Nous travaillons, nous gagnons de l’argent, nous achetons des choses.

Et il s’avère que ce n’est pas ça, l’essentiel.

— Alors quoi ?

Il la regarda :

— Voir la personne.

Celle qui est assise près de ton immeuble.

Celle qui n’attend plus qu’on la remarque.

Et lui tendre la main.

Simplement.

Sans argent, sans intérêt.

Parce qu’elle est un être humain.

Et qu’elle a mal.

Varia hocha la tête.

Sa gorge se serra, mais elle sourit.

Six mois passèrent.

Nina Anatolievna ne venait plus seulement chez eux — elle était devenue des leurs.
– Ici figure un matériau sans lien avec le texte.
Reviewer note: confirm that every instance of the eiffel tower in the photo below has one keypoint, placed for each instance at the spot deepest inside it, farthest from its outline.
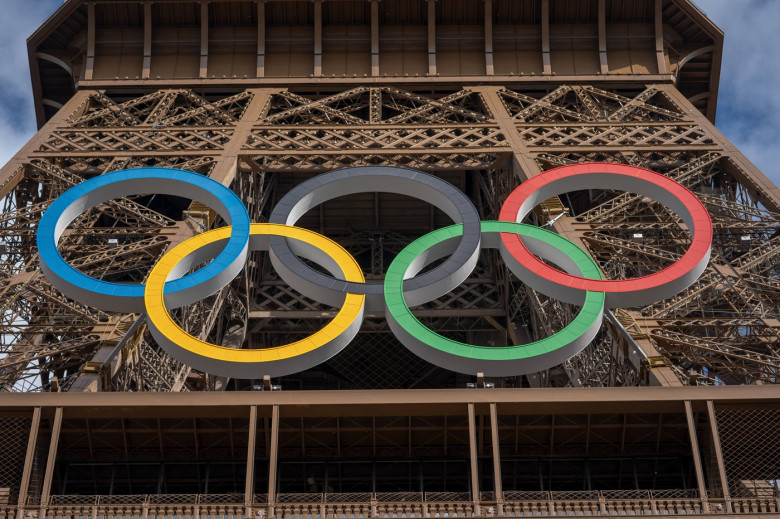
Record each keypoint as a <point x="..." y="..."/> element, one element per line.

La vie de la vieille dame se remplit de sens.

Et Varia comprit l’essentiel : le bonheur n’est pas dans les grands actes.

Il est dans les petits.

Dans ceux que nous faisons quand personne ne voit et ne juge.

Quand on passe simplement à côté et qu’on pense : et si je m’arrêtais ?

S’arrêter et voir la personne.

Celle qui a oublié ce que signifie la chaleur.

Et lui rappeler : tu n’es pas ici par hasard.

Tu es nécessaire.

Tu comptes.

Parfois, une seule mandarine sur un banc peut devenir le début de toute une histoire.

Une histoire sur le fait que nous sommes des êtres humains.

Et que nous sommes là les uns pour les autres.